Studies and Research
Additionally, oilseeds are excellent sources of protein, provide energy, and contain beneficial fats. The fat in a walnut is a beneficial polyunsaturated fatty acid called alpha-linolenic acid, which the body converts into omega-3 fats. Nuts can also help with weight loss. In detail, researchers from the University of Wollongong (Australia) conducted a 12-month clinical study involving 175 subjects (divided into three groups), mostly obese women under 40. Group 1 was supervised by an assistant who provided only general dietary advice based on the Australian Dietary Guidelines, which emphasize fruits, vegetables, whole grains, seafood, lean meats, and fewer dairy products.
Results
Furthermore, Groups 2 and 3 received highly personalized recommendations from a dietitian based on physical activity goals established in the National Physical Activity Guidelines for Australia. Participants in both groups also had a certified health guide who met with them every three months. The only difference: Group 3 received an additional quarter cup of nuts (30 g) daily, which represents about eight whole nuts. This group also received suggestions for various ways to incorporate nuts into their diet to keep meals varied and interesting. Body weight was measured at the beginning of the study, after three months, and at the end of the year. The study results showed that everyone lost weight with the dietary guidance.
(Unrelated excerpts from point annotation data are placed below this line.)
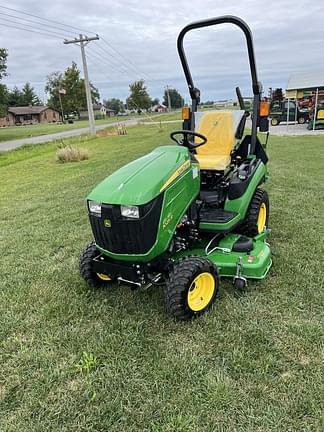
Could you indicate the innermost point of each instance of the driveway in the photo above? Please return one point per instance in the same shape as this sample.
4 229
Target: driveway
10 145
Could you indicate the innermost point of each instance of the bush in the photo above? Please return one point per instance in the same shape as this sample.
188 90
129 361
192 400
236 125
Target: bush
71 154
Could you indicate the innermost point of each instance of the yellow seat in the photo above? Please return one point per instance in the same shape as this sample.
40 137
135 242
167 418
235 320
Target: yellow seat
219 127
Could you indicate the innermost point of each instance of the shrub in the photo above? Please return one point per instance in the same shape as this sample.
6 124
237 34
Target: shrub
71 154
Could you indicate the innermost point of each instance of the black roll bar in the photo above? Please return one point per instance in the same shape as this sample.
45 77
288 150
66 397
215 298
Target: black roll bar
256 86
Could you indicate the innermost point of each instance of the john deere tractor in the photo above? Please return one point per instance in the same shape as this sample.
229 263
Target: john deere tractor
186 215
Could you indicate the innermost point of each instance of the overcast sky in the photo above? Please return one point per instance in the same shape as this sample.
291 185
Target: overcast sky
288 36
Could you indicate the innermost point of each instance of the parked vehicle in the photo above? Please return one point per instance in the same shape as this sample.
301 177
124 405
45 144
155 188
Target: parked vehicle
182 216
319 119
278 112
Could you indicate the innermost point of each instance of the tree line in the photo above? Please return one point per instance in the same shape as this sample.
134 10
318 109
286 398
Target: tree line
66 91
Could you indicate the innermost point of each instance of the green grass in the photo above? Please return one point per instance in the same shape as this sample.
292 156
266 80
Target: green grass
28 131
76 359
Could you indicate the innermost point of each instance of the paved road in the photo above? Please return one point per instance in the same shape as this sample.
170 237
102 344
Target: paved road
10 145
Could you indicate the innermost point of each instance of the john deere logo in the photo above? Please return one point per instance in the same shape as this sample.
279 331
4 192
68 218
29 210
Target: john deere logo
107 223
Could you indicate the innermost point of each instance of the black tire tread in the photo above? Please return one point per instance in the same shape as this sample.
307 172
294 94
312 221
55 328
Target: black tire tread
179 280
250 228
85 266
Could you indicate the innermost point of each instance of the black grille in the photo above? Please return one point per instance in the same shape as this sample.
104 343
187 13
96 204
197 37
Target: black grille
125 235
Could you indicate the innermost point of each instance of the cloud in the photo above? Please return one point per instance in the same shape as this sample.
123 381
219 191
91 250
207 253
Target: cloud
287 36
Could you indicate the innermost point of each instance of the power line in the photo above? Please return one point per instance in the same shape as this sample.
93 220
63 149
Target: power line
117 64
83 41
124 58
46 19
36 22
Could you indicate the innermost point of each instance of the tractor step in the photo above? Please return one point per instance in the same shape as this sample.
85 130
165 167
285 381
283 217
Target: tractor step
216 215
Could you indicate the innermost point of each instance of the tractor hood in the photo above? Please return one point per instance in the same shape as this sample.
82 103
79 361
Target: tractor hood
143 179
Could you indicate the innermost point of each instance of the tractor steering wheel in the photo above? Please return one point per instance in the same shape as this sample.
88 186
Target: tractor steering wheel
185 141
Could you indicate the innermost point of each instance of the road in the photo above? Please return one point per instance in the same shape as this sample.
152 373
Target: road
10 145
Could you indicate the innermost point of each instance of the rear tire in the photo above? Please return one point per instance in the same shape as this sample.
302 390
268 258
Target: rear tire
191 288
257 216
93 279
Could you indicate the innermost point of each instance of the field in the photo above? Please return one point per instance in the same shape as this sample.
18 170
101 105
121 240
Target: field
76 359
28 131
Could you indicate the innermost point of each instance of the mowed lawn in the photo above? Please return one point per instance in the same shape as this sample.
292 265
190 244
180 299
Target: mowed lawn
77 359
29 131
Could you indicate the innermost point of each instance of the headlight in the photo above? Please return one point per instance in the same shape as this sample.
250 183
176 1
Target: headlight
94 208
130 211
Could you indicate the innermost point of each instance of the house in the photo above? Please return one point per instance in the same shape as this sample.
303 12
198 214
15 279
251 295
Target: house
100 111
32 114
159 108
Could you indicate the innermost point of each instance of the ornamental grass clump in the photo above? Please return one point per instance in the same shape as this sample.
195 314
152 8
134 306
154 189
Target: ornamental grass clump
71 154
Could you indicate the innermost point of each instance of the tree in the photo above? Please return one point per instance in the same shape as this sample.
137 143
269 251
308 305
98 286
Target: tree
74 98
116 105
28 95
277 94
176 99
3 88
139 97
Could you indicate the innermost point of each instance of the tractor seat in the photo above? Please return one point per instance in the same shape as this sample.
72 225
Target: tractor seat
219 127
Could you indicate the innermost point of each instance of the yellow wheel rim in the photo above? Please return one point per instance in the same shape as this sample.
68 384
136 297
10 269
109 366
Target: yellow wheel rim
201 291
262 217
103 277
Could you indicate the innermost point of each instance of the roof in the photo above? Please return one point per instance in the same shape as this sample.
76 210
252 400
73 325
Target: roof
28 110
304 81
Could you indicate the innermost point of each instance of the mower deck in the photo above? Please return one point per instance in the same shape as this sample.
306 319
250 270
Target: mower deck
253 263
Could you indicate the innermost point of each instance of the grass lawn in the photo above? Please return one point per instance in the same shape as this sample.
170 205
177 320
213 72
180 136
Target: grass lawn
76 359
28 131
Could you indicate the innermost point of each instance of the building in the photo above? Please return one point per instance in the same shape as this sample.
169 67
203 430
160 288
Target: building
100 111
159 108
30 115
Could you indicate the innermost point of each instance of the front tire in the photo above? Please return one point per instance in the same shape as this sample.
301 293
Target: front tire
191 288
92 278
257 216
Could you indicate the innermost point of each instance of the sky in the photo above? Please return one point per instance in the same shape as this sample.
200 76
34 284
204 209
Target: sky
288 37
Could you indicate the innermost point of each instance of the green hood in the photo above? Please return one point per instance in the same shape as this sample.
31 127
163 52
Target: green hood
143 179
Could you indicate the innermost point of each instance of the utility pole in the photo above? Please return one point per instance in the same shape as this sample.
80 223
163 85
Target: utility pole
169 99
83 41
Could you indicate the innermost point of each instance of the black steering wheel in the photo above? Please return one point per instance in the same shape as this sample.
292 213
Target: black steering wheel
186 141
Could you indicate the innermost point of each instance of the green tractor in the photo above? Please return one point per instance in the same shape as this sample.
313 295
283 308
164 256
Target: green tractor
318 113
185 215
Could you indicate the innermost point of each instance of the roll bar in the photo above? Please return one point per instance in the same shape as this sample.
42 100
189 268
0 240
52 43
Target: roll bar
256 86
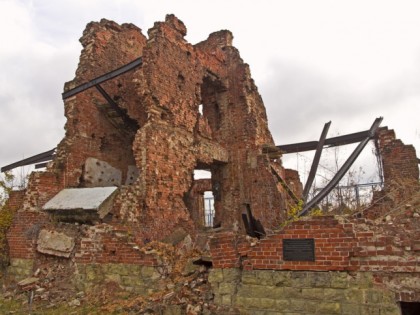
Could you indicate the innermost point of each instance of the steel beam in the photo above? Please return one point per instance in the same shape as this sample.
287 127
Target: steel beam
41 157
315 162
103 78
331 142
343 170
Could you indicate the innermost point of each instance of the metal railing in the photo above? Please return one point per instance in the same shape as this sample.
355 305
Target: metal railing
208 211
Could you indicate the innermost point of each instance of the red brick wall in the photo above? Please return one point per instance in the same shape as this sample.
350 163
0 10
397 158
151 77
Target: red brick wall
105 244
351 246
15 199
23 233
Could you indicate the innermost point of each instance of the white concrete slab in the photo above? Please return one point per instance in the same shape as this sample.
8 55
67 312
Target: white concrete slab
80 198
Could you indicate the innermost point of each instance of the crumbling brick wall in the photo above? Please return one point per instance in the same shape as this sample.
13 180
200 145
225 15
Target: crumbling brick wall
155 133
399 161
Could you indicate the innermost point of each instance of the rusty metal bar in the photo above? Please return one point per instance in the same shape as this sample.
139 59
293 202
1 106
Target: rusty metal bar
41 157
315 162
343 170
331 142
103 78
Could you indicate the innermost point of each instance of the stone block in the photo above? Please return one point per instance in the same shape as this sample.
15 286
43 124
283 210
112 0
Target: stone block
350 309
300 279
319 279
266 277
390 310
282 278
369 310
296 305
313 293
292 292
373 296
353 296
226 299
55 243
340 280
249 277
328 308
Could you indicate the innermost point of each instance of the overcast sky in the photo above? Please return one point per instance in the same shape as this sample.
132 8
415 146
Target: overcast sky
313 61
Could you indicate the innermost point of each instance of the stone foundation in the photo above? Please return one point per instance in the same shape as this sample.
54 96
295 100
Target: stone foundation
301 292
142 280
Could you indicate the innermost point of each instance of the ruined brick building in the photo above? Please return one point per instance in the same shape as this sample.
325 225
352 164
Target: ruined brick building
132 144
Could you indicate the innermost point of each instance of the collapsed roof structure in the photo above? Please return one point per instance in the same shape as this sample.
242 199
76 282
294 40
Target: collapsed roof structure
142 115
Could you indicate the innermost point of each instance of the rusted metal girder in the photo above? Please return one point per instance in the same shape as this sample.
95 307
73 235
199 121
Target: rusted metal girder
315 162
41 157
331 142
103 78
343 170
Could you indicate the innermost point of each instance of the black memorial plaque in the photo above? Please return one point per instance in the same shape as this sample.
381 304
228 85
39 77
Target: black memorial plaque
299 249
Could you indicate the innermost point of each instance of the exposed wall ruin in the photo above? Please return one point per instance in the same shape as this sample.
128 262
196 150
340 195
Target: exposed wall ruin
195 107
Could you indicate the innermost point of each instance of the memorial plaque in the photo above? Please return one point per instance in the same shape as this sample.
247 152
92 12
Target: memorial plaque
299 249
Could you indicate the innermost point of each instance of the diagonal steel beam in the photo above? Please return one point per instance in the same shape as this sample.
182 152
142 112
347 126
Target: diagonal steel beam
105 77
343 170
315 162
41 157
330 142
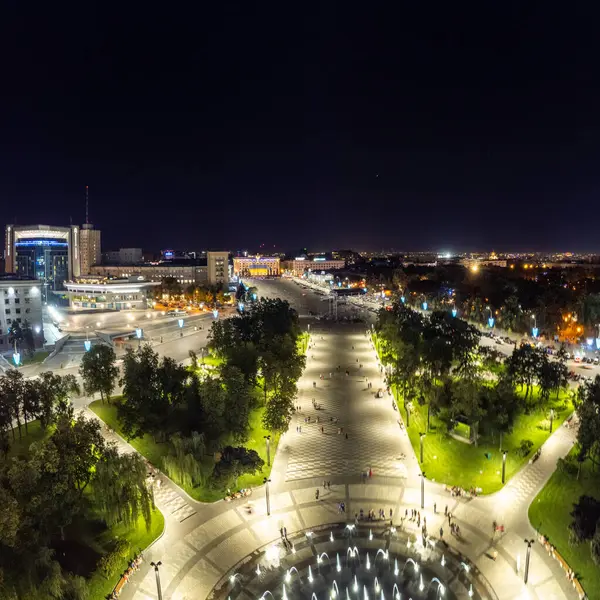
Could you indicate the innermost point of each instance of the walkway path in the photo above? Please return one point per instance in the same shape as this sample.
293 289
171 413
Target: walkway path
198 550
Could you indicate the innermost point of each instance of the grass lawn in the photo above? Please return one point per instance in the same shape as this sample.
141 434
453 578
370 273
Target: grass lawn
450 461
138 537
549 514
20 447
203 493
89 538
211 361
38 357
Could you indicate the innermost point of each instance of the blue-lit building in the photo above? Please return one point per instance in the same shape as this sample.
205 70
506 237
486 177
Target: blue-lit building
51 255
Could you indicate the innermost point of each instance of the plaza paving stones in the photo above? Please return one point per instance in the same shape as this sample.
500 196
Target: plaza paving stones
172 503
197 552
206 533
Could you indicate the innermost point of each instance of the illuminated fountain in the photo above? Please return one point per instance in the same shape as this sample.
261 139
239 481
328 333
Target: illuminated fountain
349 566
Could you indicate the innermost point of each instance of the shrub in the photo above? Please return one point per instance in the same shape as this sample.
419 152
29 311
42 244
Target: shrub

However, significantly, after three months, nut consumers in Group 3 lost 2.4 kg, a weight loss that was 23% greater than the personalized recommendations (Group 2) and 54% more than the general healthy eating advice (Group 1).
Reduces Sweet Cravings
Nut consumers, as Dr. Li noted, tended to eat more fruits and vegetables than the other two groups. They also consumed fewer unhealthy snack foods that were high in salt, saturated fats, or added sugars. It is a challenge to ask people to eat eight nuts a day for an entire year. The subjects of this study adhered strictly to the requirement in the first three months, which led to the weight loss described above. However, after 12 months, only 32% of the subjects in Group 3 continued to follow the nut-based intervention, so the weight loss benefits were no longer observed by the end of the year.
Tips and Recommendations
A few tips: When buying oilseeds, make sure you know what you are getting. Always read the ingredient label. Ideally, nuts should not contain artificial additives that could affect metabolism or health defense mechanisms. Whether you consume them as a snack, use them in cooking, or eat them in a mix, it is best to store them in an airtight container in a dark, cool place. This way, they will last about six months. After that, oilseeds can become rancid due to their high unsaturated fat content. Keeping them in a dark jar in the refrigerator will extend their shelf life by about two months, and freezing them will keep them edible for about a year. A final note: avoid oilseeds that have added sugar or have been coated with artificial flavors and colors.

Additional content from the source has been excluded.